The weekend’s extreme heat in the Pacific Northwest — an area once hailed on The Times’ op-ed page as perhaps this country’s lone climate-change redoubt — is the burning example du jour of the dangerous weather anomalies that global warming will increasingly inflict on areas utterly unprepared for them (do you know anyone in Seattle with air conditioning?). As you read this, people who built their lifestyles on year-round mild temperatures and ample precipitation are at risk of dying from heat that would make even Angelenos cower for shade under the nearest ficus trees.

It’s extreme weather like the record heat in Washington state and Oregon that draws our attention to climate change, but typically only until things return to “normal.” What they tend not to do is prompt the difficult, long-term work required to change policies and empower bureaucracies to harden infrastructure and prepare entire populations for more frequent natural disasters.
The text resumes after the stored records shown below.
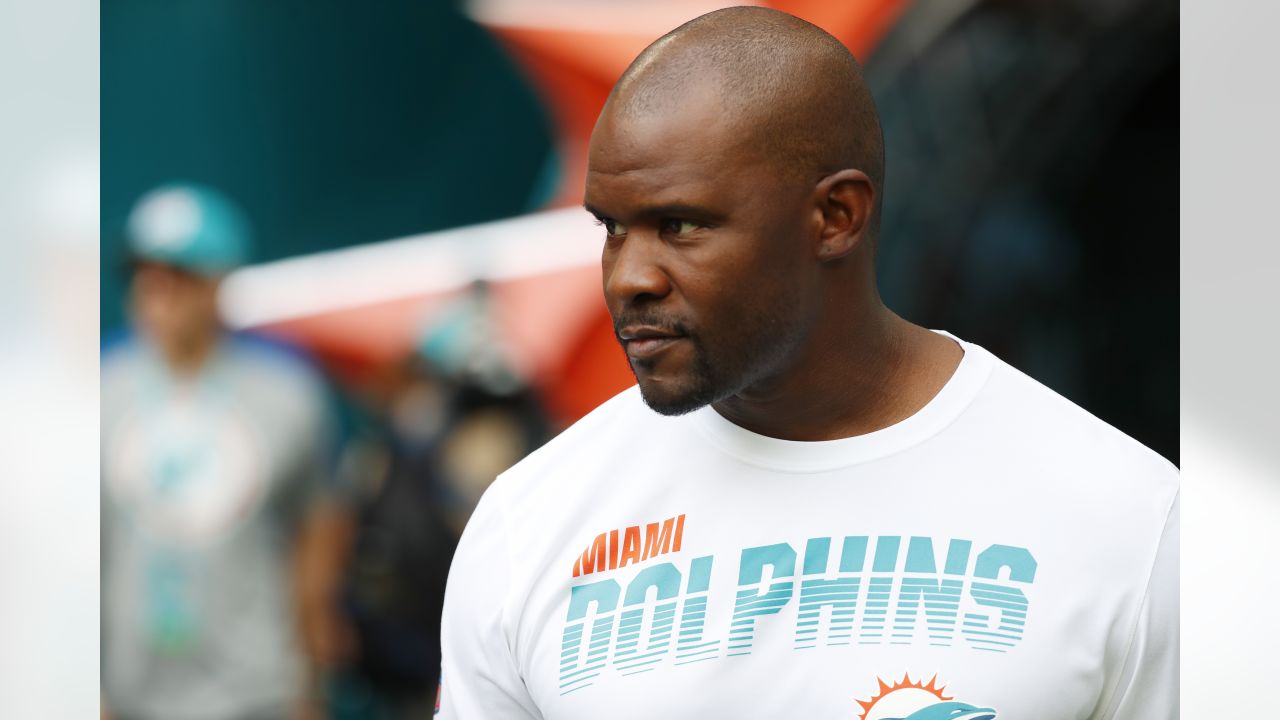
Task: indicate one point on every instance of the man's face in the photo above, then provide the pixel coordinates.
(704, 261)
(172, 306)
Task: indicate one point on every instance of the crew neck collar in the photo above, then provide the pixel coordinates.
(817, 456)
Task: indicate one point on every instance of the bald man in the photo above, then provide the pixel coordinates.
(809, 507)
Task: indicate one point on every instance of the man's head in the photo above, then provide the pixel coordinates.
(736, 168)
(182, 240)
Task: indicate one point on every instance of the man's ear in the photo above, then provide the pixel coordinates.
(845, 201)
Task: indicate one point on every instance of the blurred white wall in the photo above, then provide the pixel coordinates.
(49, 305)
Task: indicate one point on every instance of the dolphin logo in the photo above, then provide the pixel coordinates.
(951, 711)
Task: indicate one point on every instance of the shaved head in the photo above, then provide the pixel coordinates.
(735, 169)
(786, 87)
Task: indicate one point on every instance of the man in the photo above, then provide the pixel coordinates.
(216, 510)
(832, 513)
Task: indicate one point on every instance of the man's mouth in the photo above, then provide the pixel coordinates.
(645, 342)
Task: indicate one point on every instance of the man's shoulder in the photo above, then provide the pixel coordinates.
(611, 422)
(589, 446)
(1027, 410)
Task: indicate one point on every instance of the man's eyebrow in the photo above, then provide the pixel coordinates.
(666, 210)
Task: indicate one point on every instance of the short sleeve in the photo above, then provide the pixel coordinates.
(1148, 680)
(479, 679)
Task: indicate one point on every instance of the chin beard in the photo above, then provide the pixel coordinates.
(700, 391)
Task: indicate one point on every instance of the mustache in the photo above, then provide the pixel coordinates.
(664, 323)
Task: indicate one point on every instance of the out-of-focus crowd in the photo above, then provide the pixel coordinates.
(274, 543)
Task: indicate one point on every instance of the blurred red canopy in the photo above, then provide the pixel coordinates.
(554, 320)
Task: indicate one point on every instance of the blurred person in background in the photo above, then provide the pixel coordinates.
(222, 531)
(437, 429)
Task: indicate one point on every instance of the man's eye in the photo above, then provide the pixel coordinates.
(679, 227)
(612, 227)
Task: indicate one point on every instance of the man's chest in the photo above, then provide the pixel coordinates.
(831, 618)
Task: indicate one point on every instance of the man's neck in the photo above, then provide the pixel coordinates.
(186, 358)
(874, 373)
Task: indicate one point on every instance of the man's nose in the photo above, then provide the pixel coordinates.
(634, 270)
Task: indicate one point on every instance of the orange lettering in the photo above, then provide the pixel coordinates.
(630, 546)
(656, 542)
(593, 559)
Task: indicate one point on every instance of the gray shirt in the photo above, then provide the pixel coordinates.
(204, 483)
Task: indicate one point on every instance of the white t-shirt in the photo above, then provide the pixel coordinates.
(1000, 554)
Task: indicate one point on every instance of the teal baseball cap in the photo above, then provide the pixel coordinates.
(191, 227)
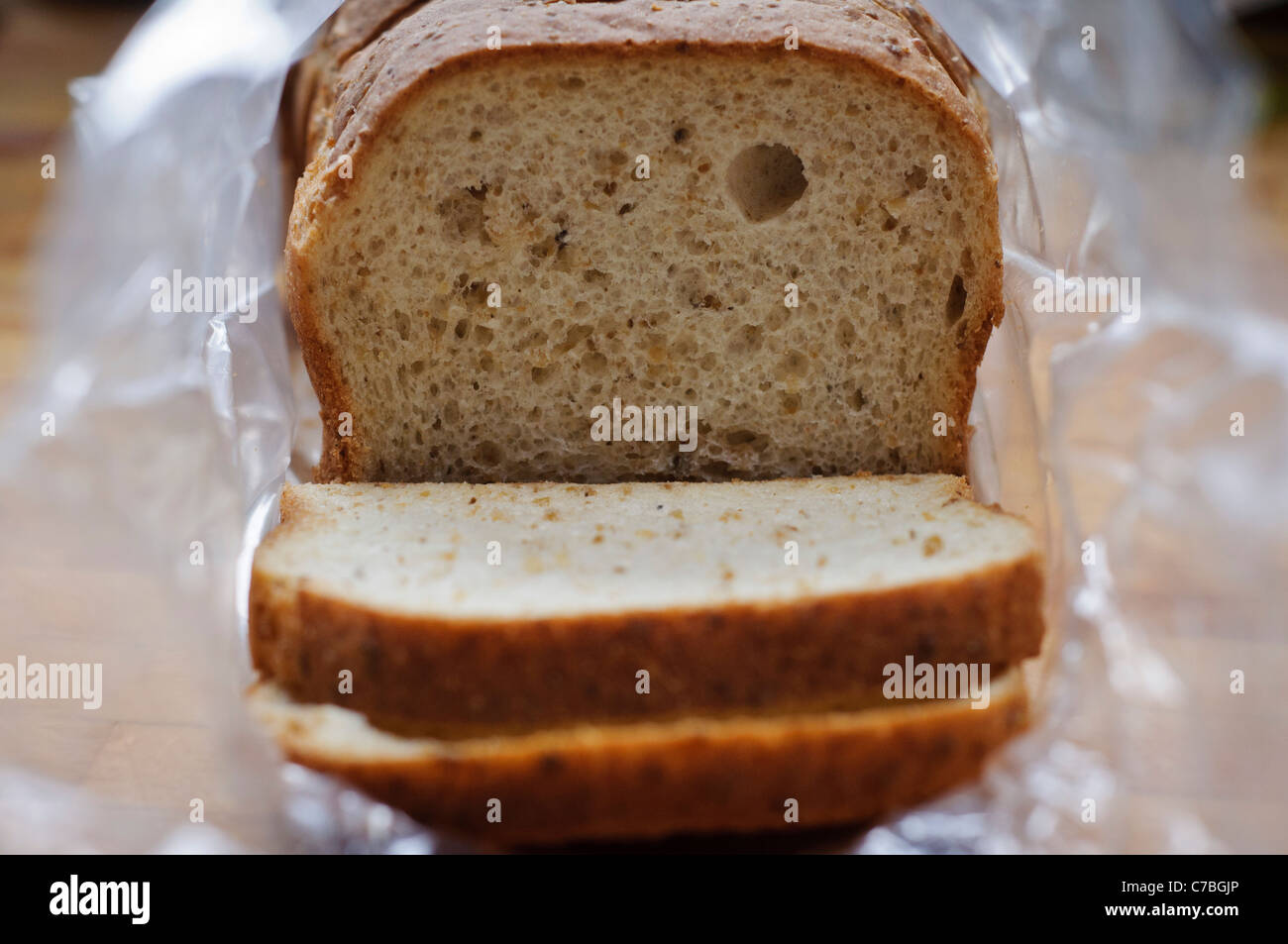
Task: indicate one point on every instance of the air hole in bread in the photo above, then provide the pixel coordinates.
(765, 180)
(956, 300)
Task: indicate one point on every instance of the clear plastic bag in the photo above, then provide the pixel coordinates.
(141, 465)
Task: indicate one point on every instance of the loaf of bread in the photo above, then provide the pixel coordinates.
(777, 222)
(648, 780)
(468, 610)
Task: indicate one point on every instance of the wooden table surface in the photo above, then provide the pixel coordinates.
(42, 48)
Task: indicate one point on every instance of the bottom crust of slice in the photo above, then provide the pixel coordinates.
(648, 781)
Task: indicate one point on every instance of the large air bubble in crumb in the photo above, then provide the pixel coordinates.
(765, 180)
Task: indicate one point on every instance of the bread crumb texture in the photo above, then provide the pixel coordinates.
(636, 222)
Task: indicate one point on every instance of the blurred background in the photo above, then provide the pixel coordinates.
(47, 44)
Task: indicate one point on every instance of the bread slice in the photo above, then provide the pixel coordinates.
(784, 223)
(656, 780)
(462, 610)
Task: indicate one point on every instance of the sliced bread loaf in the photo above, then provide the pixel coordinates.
(519, 217)
(697, 775)
(463, 610)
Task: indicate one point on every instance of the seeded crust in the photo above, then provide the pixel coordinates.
(640, 781)
(426, 662)
(442, 387)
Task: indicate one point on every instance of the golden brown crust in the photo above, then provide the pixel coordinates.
(648, 781)
(374, 75)
(462, 678)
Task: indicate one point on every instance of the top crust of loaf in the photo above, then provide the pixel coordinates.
(377, 72)
(380, 54)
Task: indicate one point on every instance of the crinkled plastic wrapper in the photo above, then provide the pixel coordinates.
(142, 463)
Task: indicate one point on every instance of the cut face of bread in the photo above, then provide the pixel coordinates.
(465, 610)
(793, 250)
(656, 780)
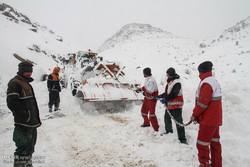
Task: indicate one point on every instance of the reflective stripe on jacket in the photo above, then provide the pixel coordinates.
(150, 87)
(208, 106)
(178, 101)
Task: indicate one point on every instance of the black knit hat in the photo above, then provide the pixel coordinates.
(171, 71)
(25, 67)
(205, 67)
(147, 71)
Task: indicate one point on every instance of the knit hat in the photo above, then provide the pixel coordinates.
(56, 69)
(205, 67)
(171, 71)
(25, 67)
(147, 71)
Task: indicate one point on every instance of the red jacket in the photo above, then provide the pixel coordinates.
(208, 107)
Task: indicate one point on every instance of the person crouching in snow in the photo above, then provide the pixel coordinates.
(173, 99)
(54, 88)
(208, 113)
(150, 89)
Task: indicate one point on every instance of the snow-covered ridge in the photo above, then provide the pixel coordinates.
(131, 31)
(19, 18)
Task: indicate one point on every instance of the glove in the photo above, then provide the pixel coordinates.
(163, 100)
(158, 97)
(138, 90)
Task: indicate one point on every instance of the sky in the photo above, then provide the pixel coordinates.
(88, 23)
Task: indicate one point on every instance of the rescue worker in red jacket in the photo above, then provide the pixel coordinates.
(208, 113)
(150, 89)
(173, 99)
(54, 88)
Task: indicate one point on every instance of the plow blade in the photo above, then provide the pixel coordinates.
(108, 92)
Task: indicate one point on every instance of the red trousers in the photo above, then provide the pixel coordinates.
(148, 106)
(209, 141)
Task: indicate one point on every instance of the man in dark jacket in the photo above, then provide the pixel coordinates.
(54, 88)
(22, 102)
(173, 99)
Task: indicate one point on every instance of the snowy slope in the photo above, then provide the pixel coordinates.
(83, 136)
(29, 40)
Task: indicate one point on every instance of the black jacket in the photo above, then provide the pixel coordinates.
(22, 102)
(175, 91)
(53, 83)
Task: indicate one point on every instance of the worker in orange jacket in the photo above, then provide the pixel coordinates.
(208, 113)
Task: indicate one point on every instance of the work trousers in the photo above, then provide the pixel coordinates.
(177, 114)
(54, 99)
(148, 113)
(209, 141)
(25, 140)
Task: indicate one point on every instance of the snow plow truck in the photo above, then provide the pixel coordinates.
(102, 80)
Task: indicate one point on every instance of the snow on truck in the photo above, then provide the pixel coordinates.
(102, 80)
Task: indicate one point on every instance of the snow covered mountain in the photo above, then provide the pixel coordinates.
(131, 32)
(81, 138)
(21, 38)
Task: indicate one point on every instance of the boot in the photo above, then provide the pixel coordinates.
(144, 125)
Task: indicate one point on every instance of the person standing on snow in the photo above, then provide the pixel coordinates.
(208, 113)
(22, 102)
(173, 99)
(150, 89)
(54, 88)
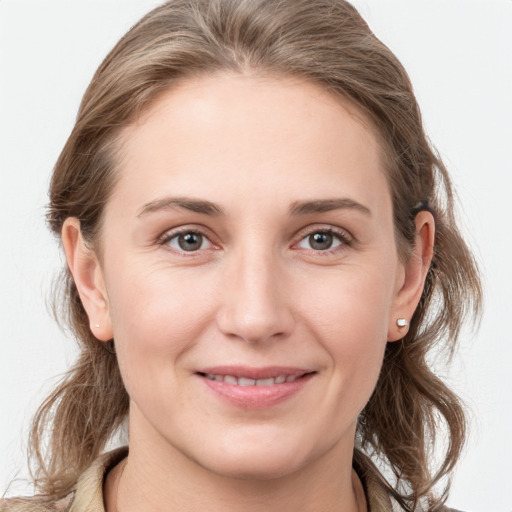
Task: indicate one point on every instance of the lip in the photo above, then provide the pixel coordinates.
(255, 397)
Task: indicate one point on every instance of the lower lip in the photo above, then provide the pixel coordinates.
(256, 397)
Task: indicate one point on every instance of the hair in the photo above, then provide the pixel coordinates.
(328, 43)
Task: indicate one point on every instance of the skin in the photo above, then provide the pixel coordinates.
(256, 292)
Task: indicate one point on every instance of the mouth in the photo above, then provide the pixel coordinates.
(247, 381)
(255, 388)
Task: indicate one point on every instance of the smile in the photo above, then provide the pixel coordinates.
(246, 381)
(255, 388)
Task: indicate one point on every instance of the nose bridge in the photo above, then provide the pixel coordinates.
(255, 306)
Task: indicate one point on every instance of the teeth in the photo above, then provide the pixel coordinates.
(245, 381)
(242, 381)
(265, 382)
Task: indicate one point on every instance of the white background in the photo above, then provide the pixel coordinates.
(459, 56)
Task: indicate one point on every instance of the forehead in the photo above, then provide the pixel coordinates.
(222, 134)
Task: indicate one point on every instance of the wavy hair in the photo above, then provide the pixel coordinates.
(328, 43)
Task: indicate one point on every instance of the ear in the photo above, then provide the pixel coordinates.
(88, 277)
(411, 280)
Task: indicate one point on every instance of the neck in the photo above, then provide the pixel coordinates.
(142, 484)
(158, 476)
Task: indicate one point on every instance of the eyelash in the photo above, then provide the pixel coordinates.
(343, 237)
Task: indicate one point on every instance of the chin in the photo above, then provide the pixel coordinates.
(262, 460)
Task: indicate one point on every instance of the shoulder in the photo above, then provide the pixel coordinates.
(37, 504)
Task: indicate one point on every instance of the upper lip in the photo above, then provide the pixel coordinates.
(251, 372)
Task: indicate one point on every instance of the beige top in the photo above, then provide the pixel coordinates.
(88, 493)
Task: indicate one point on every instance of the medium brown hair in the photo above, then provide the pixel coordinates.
(328, 43)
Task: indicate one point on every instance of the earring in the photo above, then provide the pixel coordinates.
(401, 322)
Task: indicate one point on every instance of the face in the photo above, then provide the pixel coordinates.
(250, 272)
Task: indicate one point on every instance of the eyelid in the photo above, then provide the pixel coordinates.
(345, 237)
(168, 235)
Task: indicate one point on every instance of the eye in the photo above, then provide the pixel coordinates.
(322, 240)
(188, 241)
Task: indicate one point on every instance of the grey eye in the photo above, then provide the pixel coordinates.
(189, 241)
(320, 241)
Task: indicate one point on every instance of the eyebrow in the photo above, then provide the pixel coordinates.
(327, 205)
(209, 208)
(185, 203)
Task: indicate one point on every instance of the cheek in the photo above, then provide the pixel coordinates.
(156, 315)
(350, 318)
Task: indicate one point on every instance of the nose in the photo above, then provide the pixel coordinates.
(255, 299)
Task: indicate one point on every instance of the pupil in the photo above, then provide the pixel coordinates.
(320, 241)
(190, 241)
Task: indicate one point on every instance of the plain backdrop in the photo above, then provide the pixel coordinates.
(459, 56)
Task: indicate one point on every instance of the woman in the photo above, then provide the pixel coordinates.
(261, 253)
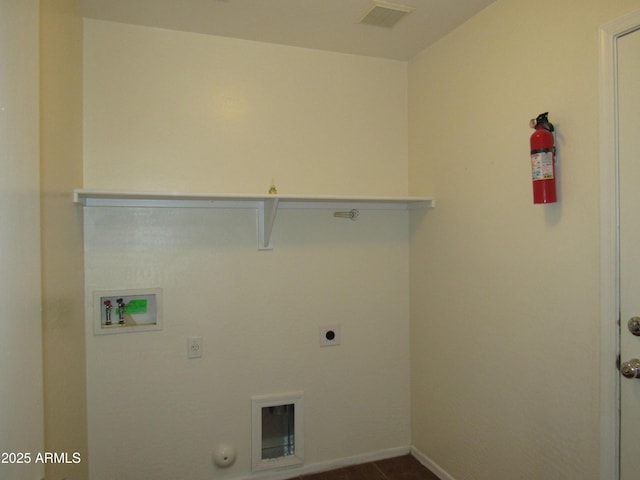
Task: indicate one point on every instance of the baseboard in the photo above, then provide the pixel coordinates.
(430, 464)
(329, 465)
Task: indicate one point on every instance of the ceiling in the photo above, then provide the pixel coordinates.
(331, 25)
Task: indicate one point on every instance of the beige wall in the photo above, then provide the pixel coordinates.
(176, 111)
(21, 422)
(504, 294)
(61, 226)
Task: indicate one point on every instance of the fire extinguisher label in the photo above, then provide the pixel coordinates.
(542, 166)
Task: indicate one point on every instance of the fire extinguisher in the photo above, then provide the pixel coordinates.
(543, 161)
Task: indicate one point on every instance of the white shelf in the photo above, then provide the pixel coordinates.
(266, 205)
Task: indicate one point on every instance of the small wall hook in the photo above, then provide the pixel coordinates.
(352, 214)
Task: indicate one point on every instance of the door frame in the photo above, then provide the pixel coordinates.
(609, 251)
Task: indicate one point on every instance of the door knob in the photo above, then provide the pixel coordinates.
(631, 369)
(634, 326)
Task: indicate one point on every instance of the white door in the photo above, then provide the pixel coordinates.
(628, 50)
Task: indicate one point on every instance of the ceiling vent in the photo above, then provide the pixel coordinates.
(385, 14)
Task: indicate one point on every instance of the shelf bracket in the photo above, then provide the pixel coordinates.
(267, 211)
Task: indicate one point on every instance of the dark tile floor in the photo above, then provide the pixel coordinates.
(398, 468)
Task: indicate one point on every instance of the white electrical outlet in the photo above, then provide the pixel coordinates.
(330, 336)
(194, 347)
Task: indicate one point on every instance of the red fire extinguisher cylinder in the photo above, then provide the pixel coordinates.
(543, 162)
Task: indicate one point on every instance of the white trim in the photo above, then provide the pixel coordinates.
(328, 465)
(430, 464)
(609, 288)
(263, 401)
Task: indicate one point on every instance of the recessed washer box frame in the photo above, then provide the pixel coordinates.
(142, 312)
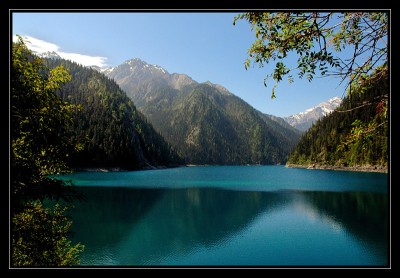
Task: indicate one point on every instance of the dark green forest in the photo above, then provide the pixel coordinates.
(114, 132)
(356, 134)
(204, 122)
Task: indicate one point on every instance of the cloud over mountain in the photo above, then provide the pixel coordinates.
(40, 46)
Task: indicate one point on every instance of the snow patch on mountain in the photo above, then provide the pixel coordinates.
(305, 119)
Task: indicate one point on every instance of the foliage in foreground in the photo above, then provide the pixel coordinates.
(40, 147)
(355, 134)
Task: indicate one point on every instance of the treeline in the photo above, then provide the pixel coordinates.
(114, 133)
(208, 127)
(356, 134)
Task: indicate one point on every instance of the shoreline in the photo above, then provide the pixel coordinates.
(372, 169)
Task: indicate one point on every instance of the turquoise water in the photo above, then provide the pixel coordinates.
(233, 216)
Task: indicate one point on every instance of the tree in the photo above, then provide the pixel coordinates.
(319, 40)
(313, 36)
(40, 148)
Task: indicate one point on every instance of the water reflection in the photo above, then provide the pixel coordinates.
(143, 226)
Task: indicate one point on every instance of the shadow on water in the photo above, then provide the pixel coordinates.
(109, 213)
(363, 214)
(132, 226)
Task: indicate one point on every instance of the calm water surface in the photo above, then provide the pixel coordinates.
(233, 216)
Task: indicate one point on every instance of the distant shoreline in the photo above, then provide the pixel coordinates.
(364, 168)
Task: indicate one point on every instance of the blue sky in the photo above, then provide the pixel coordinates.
(204, 45)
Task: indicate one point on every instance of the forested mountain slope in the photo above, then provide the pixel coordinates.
(115, 133)
(204, 122)
(356, 134)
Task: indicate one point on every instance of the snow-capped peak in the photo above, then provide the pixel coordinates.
(305, 119)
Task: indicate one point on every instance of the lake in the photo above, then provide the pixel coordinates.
(259, 216)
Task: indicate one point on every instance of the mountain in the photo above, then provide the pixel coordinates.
(204, 122)
(304, 120)
(115, 133)
(49, 55)
(355, 134)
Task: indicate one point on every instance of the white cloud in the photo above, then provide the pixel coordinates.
(41, 46)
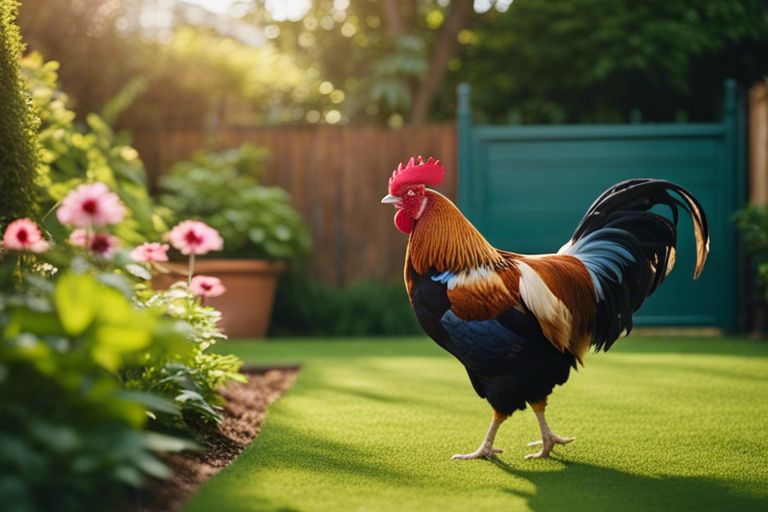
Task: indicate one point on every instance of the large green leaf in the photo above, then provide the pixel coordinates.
(77, 300)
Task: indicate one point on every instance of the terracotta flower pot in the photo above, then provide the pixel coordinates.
(247, 305)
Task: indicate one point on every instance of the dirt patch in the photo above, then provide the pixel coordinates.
(244, 414)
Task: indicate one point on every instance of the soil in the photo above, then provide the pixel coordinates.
(243, 417)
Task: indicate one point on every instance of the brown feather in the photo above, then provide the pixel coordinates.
(444, 239)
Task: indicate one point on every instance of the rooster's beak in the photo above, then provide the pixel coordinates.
(389, 198)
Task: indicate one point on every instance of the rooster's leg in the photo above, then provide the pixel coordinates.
(486, 450)
(548, 438)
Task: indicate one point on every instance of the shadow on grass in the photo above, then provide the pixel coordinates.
(692, 346)
(584, 487)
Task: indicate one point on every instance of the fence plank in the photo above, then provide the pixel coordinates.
(336, 176)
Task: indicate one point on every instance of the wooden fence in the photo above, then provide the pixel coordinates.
(336, 177)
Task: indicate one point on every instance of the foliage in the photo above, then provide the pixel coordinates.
(85, 359)
(304, 306)
(72, 438)
(194, 72)
(222, 190)
(193, 383)
(752, 222)
(600, 60)
(72, 155)
(18, 151)
(384, 62)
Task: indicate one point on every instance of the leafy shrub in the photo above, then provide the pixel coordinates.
(192, 384)
(73, 154)
(18, 151)
(222, 190)
(88, 353)
(72, 438)
(304, 306)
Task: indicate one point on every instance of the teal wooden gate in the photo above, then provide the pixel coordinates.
(526, 187)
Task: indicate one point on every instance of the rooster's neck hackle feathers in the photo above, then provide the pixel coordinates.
(445, 240)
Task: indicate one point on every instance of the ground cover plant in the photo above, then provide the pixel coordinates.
(660, 424)
(94, 364)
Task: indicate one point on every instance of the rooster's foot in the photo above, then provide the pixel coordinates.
(547, 444)
(484, 452)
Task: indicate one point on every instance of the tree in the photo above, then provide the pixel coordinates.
(608, 60)
(18, 143)
(395, 52)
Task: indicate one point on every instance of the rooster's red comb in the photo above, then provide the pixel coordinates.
(416, 172)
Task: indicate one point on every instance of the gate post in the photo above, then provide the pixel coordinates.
(731, 304)
(464, 134)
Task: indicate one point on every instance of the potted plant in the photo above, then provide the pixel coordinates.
(260, 229)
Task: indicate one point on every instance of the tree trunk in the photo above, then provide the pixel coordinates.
(445, 48)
Thankfully, in California, we have one such agency already in place that could prepare coastal areas for rising sea levels. Problem is, Gov. Gavin Newsom isn’t doing his part.

This week, The Times’ Editorial Board took Newsom to task for adding only $1.6 million to the budget of the California Coastal Commission, the state agency empowered to protect the coast. Newsom has called sea level rise an environmental priority, notes the editorial board, but his proposed funding increase doesn’t go far enough to bolster the staffing of an agency that has been underfunded since the 1980s. The Coastal Commission faces life-and-death questions in the era of rising sea levels, including whether to prohibit development in low-lying areas that may soon be inundated and to relocate existing structures inland. The commission’s work has increased and become more complex over the years, which is why Newsom should agree to the Legislature’s $30-million budget increase over five years, says the editorial board.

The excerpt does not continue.